Hi Silly question, I dragged and dropped the photos onto the original question/posting and they looked ok. When I go to 'image' or 'my media' I dont have any options to upload any images. sorry for my ignorance here. what is the best way to attach an image?

best wishes

Simon


----------



## scottswatches (Sep 22, 2009)

Hi Simon, welcome to









Try this sticky for attaching pics

http://www.thewatchforum.co.uk/index.php?showtopic=13637

We look forward to seeing the watch and trying to help


----------



## Waylands (May 24, 2012)

here goes. Thanks for the link Scottswatches


----------



## scottswatches (Sep 22, 2009)

no problem. That looks a nice watch

the caseback unscrews anti clockwise, and the tool to use is something like this

http://rltwatches.co.uk/opencart/index.php?route=product/product&path=6&product_id=35

as sold by the host of this forum. Be careful that it doesn't slip, otherwise you could scratch the caseback. You might be able to try a squash ball - sometimes this works, but you have to be carefully when refitting that you can get it tight enough with this method. Any jeweller would also be able to take the back off for you - it's a 1 minute job (including finding the tools!)
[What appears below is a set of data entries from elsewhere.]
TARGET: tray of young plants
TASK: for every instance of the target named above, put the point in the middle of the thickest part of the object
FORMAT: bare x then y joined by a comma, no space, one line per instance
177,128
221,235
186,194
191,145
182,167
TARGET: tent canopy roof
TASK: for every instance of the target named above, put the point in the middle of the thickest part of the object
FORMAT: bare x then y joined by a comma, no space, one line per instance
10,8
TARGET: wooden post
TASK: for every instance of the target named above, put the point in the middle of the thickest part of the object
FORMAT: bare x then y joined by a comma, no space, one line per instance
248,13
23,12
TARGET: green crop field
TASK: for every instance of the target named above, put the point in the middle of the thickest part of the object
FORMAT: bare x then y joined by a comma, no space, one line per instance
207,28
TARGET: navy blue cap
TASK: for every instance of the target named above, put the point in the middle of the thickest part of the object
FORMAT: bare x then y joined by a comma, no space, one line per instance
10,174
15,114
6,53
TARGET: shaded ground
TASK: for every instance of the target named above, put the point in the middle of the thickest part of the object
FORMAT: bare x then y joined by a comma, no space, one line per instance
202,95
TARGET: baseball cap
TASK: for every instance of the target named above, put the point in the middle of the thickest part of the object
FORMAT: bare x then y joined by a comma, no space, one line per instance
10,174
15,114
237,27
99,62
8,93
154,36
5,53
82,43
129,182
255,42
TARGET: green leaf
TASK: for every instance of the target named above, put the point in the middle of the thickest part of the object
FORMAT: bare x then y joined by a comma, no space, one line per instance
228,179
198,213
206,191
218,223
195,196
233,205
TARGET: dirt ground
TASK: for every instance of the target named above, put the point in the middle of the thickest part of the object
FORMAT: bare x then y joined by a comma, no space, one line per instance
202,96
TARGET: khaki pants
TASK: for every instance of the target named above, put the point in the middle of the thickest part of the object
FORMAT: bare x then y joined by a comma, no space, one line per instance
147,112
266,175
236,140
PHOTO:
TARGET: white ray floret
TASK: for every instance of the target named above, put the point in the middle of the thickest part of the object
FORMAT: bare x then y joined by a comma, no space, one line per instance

Inside you will find a rotating weight that powers the watch, so if you can't see the serial numbers move the weight around - it doesn't matter which direction. Take pictures of the movement with the weight in different places and we should be able to help, especially if you crop the pictures down to just the watch which should make them larger


----------



## pugster (Nov 22, 2004)

its an eterna 5 star est 1960's /70's , theres plenty of them all over ebay with different case designs.


----------